Beyond Scrum: Lean and Kanban for Game Developers
November 11, 2008 Page 1 of 6
[If you've discovered the value of Scrum agile development while making your game, expert Clinton Keith outlines Lean and Kanban, two ways you can be agile during all phases of the game development process.]
Many games teams that adopt Scrum quickly discover its value. The improved velocity of introducing value, or fun, to the game at a regular iterative pace shows where the project is heading and allows the team and customers to react by improving the game frequently. However teams find that when they enter production, the value of Scrum diminishes.
Many teams abandon some Scrum practices late in a project's life cycle and return to more traditional waterfall practices. They call this approach "a blend of Scrum and Waterfall". This article explains the reasoning behind this and introduces the concepts of Lean Production and Kanban as an alternative to adopting waterfall practices.
Lean and Kanban can answer the issues with Scrum that many teams face, but they don't require the team to abandon agile methods. These practices are based on real world production experiences which showed a 56% improvement in the cost of level production.
In most agile projects outside the game industry, there are no phases of development. There are no concept phases, pre-production phases or production phases. These projects start with releases, and every release delivers a version of the product to customers. Think of applications like Firefox that release a new version every month or so. Most games have a single release that requires years to achieve.
Eliminating phases is a big benefit of agile; waterfall phases such as the testing phase force the critical activity of testing to be postponed to the end of the project, where fixing bugs is the most costly. Planning phases at the start of projects attempt to create detailed knowledge about what features will be fun and the work associated in creating them. Unfortunately the best knowledge comes from execution, which is why highly detailed pre-planning fails.

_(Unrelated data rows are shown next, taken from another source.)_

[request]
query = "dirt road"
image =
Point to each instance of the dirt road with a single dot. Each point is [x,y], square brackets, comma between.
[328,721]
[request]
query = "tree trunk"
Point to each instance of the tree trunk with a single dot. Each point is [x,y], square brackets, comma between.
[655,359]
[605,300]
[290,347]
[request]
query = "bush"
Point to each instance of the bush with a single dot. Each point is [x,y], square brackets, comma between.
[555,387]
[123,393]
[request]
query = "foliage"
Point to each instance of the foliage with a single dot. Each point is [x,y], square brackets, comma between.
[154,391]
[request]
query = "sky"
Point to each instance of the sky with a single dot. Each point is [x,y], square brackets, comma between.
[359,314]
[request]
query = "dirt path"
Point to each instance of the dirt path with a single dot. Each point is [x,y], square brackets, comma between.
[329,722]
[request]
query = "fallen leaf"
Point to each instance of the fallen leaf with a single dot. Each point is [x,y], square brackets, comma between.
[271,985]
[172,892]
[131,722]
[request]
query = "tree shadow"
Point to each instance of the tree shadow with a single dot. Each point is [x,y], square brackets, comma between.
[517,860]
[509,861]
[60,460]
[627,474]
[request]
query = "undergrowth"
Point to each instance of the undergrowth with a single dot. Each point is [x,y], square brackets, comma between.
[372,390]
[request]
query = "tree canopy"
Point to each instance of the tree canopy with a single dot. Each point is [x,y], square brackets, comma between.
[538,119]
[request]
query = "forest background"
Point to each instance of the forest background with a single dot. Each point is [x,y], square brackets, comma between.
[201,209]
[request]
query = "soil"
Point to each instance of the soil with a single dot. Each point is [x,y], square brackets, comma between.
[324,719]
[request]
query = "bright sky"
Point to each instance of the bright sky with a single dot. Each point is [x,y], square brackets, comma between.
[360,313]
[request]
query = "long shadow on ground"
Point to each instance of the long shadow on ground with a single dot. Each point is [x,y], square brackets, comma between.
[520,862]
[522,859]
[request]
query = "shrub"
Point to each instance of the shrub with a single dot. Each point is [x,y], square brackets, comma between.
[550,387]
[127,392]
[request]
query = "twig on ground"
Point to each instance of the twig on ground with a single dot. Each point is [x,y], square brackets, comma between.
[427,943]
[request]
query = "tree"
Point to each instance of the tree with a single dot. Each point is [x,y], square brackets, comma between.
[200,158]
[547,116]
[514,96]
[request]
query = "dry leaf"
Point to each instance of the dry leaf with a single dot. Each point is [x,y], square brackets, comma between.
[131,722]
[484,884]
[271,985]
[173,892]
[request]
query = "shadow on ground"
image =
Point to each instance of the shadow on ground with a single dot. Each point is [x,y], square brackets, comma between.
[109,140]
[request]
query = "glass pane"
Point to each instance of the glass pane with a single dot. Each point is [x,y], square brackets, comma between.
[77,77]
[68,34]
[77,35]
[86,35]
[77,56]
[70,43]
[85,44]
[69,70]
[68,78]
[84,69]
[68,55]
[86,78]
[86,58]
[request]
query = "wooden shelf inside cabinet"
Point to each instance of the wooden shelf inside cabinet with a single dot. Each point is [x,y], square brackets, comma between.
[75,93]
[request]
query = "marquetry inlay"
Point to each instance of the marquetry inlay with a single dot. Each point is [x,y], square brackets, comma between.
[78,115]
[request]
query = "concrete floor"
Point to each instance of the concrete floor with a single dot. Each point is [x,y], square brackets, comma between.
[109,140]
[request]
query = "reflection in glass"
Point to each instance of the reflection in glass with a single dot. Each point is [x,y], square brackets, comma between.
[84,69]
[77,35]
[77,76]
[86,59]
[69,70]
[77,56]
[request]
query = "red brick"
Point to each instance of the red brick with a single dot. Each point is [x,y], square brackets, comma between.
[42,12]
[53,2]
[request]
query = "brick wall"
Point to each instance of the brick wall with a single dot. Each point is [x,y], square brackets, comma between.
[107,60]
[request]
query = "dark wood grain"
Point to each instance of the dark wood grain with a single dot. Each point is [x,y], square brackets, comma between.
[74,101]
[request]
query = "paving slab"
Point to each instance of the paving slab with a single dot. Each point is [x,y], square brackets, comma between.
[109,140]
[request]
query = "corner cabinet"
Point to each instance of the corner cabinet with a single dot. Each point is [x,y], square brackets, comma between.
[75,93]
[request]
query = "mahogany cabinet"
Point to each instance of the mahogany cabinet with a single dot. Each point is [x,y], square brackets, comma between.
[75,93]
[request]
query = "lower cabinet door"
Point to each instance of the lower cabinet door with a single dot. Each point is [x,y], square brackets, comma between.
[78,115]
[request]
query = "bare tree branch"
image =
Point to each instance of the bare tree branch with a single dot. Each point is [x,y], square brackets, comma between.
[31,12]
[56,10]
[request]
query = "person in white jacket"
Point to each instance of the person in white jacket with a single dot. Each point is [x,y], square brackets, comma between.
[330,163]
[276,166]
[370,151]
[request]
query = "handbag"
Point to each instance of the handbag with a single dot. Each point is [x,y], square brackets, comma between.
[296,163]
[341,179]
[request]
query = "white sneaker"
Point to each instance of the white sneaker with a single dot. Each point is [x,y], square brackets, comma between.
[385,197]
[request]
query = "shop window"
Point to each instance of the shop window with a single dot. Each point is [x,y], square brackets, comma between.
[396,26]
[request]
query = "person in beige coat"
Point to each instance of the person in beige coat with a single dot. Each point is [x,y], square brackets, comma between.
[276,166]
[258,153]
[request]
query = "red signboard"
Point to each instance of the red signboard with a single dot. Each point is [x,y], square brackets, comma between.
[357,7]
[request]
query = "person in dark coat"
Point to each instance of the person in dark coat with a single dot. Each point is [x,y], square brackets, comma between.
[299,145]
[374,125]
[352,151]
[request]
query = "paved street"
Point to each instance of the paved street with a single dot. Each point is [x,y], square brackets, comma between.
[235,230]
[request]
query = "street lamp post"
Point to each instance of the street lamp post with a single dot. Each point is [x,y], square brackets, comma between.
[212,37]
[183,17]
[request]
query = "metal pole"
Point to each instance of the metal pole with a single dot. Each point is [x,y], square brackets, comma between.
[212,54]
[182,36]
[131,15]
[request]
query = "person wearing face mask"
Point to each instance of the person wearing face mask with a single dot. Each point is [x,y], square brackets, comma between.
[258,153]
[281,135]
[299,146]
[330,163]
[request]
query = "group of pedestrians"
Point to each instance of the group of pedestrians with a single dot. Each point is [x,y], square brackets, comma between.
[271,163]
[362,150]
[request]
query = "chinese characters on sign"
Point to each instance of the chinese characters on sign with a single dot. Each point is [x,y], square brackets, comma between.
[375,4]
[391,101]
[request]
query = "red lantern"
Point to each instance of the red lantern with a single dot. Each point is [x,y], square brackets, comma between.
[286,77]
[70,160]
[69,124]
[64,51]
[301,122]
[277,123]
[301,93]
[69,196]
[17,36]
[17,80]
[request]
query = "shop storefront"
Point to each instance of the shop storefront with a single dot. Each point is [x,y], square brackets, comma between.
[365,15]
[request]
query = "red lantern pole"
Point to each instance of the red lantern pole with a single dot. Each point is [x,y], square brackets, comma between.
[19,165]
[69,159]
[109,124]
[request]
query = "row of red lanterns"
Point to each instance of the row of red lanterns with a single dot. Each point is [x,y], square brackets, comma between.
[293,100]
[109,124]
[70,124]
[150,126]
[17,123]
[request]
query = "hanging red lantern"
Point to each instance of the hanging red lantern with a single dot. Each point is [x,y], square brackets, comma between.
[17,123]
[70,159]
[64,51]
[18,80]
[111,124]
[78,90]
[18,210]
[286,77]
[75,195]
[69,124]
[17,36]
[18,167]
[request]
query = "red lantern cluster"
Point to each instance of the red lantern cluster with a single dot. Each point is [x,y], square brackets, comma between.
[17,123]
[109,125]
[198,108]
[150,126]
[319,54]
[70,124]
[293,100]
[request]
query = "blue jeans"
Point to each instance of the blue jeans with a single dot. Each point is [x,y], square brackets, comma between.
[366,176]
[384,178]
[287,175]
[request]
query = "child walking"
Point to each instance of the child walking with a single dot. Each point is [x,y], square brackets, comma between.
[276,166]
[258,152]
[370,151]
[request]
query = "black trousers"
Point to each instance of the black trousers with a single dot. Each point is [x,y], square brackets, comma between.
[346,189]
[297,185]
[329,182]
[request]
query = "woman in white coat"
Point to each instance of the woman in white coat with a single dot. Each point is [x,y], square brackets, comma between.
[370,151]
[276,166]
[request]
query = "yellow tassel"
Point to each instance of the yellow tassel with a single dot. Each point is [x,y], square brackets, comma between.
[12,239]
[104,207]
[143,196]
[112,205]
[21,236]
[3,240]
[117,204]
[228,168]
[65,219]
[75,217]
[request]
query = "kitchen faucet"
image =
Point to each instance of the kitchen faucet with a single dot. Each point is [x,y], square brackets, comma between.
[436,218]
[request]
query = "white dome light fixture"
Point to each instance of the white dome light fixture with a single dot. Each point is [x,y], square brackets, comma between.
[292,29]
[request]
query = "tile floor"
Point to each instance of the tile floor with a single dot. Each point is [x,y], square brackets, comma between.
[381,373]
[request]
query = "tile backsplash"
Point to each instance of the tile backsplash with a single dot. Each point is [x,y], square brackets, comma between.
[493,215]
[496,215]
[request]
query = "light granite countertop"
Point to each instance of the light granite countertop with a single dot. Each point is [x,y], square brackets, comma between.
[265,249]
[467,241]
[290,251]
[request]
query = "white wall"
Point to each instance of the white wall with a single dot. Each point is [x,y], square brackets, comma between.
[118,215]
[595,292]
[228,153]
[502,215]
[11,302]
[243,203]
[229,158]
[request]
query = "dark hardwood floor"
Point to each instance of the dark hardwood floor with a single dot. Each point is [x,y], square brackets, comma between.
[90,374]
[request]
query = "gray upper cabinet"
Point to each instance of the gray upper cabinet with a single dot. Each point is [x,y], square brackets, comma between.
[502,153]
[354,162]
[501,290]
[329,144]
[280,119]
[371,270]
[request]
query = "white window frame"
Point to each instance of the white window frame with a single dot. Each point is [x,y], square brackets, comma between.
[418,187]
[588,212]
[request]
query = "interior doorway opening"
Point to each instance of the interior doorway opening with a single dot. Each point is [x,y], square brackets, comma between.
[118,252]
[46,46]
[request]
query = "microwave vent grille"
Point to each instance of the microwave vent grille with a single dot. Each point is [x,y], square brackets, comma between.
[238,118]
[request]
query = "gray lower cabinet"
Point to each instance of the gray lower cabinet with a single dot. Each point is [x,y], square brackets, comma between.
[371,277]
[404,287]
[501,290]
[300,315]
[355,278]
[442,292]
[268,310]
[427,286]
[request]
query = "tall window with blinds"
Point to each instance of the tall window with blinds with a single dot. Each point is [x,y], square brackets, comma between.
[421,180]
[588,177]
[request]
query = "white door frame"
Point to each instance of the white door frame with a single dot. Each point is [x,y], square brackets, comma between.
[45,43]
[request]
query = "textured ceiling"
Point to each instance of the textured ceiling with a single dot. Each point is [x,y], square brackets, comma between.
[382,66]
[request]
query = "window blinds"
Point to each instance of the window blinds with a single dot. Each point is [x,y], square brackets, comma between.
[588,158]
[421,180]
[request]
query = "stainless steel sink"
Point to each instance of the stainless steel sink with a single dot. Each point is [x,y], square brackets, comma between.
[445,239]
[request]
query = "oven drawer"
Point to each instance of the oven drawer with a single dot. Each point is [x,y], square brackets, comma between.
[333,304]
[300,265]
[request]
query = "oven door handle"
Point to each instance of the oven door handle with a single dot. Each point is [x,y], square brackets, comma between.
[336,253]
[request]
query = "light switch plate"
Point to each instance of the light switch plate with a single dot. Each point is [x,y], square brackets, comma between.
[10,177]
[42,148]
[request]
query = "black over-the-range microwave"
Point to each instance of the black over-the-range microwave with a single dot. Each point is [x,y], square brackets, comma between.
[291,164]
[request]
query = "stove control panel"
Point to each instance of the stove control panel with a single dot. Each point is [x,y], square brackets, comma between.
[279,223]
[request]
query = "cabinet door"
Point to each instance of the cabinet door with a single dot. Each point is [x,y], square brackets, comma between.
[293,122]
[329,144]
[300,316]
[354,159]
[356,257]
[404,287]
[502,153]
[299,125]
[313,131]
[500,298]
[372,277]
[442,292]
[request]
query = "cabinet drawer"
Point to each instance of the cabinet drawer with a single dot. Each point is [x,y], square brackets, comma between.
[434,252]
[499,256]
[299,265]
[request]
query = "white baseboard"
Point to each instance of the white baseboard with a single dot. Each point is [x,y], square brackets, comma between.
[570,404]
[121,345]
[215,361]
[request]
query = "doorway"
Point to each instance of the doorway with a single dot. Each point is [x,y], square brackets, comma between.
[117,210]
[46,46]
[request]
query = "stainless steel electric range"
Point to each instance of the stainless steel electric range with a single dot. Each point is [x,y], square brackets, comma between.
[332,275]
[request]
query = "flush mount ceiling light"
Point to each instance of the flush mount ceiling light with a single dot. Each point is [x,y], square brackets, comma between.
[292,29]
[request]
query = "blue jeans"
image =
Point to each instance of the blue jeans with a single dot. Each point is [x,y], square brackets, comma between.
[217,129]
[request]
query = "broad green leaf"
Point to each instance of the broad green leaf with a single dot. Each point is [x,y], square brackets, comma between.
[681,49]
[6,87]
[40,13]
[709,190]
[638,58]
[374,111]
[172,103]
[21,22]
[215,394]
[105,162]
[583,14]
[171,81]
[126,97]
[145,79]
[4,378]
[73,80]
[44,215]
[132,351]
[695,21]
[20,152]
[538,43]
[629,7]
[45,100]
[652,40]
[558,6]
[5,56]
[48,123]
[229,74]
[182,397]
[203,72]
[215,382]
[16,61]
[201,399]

For many games however, there is still a need to have phases
within the game. There are two major reasons for this:
There is a minimum bar to the content being delivered regardless of the quality. Sixty-dollar games must deliver eight to 12 hours of gameplay. This represents the major portion of the cost of development and occurs after the gameplay mechanic is discovered. This requires a pre-production phase to discover fun and a production phase to mass-produce the assets for the eight to 12 hour experience.
Publishers have a portfolio-driven market model. This constrains the goals of the games that they fund. In order to gain publisher approval (which includes marketing and often franchise/IP owner approval), developers need to create a detailed concept treatment during a concept phase at the start of a project. Developers are then unable to stray too far from this vision throughout the project.
Pre-production allows more freedom to iterate on ideas and explore possibilities. During production, we are creating thousands of assets that depend on what we have discovered during pre-production. These assets create a cost barrier to change during production.
For example, consider a team in production on a platformer genre game. Platformer games (such as Nintendo's Mario series) challenge the player to develop skills to navigate treacherous environments. The production team will create hundreds of assets that depend on character movement metrics such as "how high the character can jump" or "the minimum height that the player can crawl under". Production assets depend on these metrics.
If these metrics are changed in the midst of production, it can wreak havoc. For example, if a designer changes the jump height of the character, hundreds of ledges or barriers would have to be changed. This can create a great deal of wasted effort during the most expensive phase of development.
It's critical to discover and lock those metrics during pre-production. This doesn't mean that we can't be agile during production. How we are agile does change. Instead of using an iterative and incremental process such as scrum, a more incremental process such as Lean is more applicable.
Sprints and Production
Asset creation is deterministic and sequential work that does not fit the Sprint iteration cycle very well. If we think about production as a factory assembly line, then the two to four week iteration cycle doesn't make as much sense. Factories don't empty the assembly line every four weeks and determine what to build next.
Assembly lines have things rolling off much more frequently and require incremental improvements instantaneously. The rate that completed assets roll off the line becomes the new heartbeat of the production team.